Mais, cette officialisation engendre à son tour une accélération, voire une radicalisation, de cette crise.
Victoire de l'Italie et paralysie de l'Allemagne
Une question a monopolisé l'attention lors du dernier sommet européen, celle des « migrants ». Elle a même tellement occupé l'ordre du jour que les problèmes soulevés par la « déclaration de Merseberg » entre la France et l'Allemagne en ont été oubliés.
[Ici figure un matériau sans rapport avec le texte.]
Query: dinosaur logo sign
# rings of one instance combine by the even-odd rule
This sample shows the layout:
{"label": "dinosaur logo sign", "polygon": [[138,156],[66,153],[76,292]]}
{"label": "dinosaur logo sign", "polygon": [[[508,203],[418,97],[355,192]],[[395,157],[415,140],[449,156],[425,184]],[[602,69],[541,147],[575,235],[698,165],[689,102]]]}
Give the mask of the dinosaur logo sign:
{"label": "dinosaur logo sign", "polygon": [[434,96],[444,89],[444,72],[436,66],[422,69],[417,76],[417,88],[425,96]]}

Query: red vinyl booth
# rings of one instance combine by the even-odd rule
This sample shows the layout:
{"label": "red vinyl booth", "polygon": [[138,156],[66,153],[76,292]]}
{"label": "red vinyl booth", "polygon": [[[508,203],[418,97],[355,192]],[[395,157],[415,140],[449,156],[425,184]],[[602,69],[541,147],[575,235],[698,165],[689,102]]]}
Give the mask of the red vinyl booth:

Mais, cette crise s'est invitée en Allemagne. Dans l'affrontement entre la Chancelière, Mme Angela Merkel et son Ministre de l'intérieur M. Horst Seehofer, c'est ce dernier qui sort vainqueur du compromis laborieusement établi dans la nuit de dimanche à lundi. Près de 160 parlementaires de la CSU, le parti de M. Seehofer, mais aussi de la CDU, avaient menacé de voter contre cette dernière. C'est dire l'ampleur de la crise. Un compromis a été trouvé à la toute dernière minute. Mais, si ce compromis garantit, sans doute pour quelques mois, qu'Angela Merkel va rester la Chancelière, il porte en lui la fin des accords de Schengen. Le fait que l'Allemagne reconnaisse la nécessité de places d'internement des migrants à ses frontières va faire tâche d'huile. L'Autriche déjà boucle les siennes et l'Italie en fera de même.
Au-delà, le conflit, même provisoirement éteint par un compromis de dernière minute, laisse les deux protagonistes en piteuse position. Le gouvernement allemand sera durablement paralysé pour les mois qui viennent. Cela signifie que l'Allemagne sera dans l'impossibilité d'imprimer sa marque sur la politique de l'UE. La France pourrait-elle se substituer à elle? Les échecs que vient de subir Emmanuel Macron quant à sa politique européenne indiquent bien que non.
Une France impuissante
Or, l'Allemagne va être rapidement confrontée à une crise bancaire. La situation de la Deutsch Bank, incapable de passer les tests de robustesse de la Réserve Fédérale aux Etats-Unis, va exiger des actions importantes d'ici quelques mois, voire durant l'été. La faillite de fait de l'Union bancaire renvoie les pays de l'UE à la situation qui était la leur en 2008 et va obliger l'Allemagne à « sauver » la DB. Mais, ce faisant, elle donnera le signal pour que l'Italie procède à un sauvetage massif de ses propres banques en difficulté. Dès lors, au chacun pour soi qui prédomine sur la question des migrants, viendra s'ajouter un chacun pour soi sur la question bancaire, en attendant que ce chacun pour soi ne s'étende à la zone Euro. Sur ce point, il convient de relire le récent article de Joseph Stiglitz qui est désormais fort pessimiste quant à l'avenir de la zone Euro.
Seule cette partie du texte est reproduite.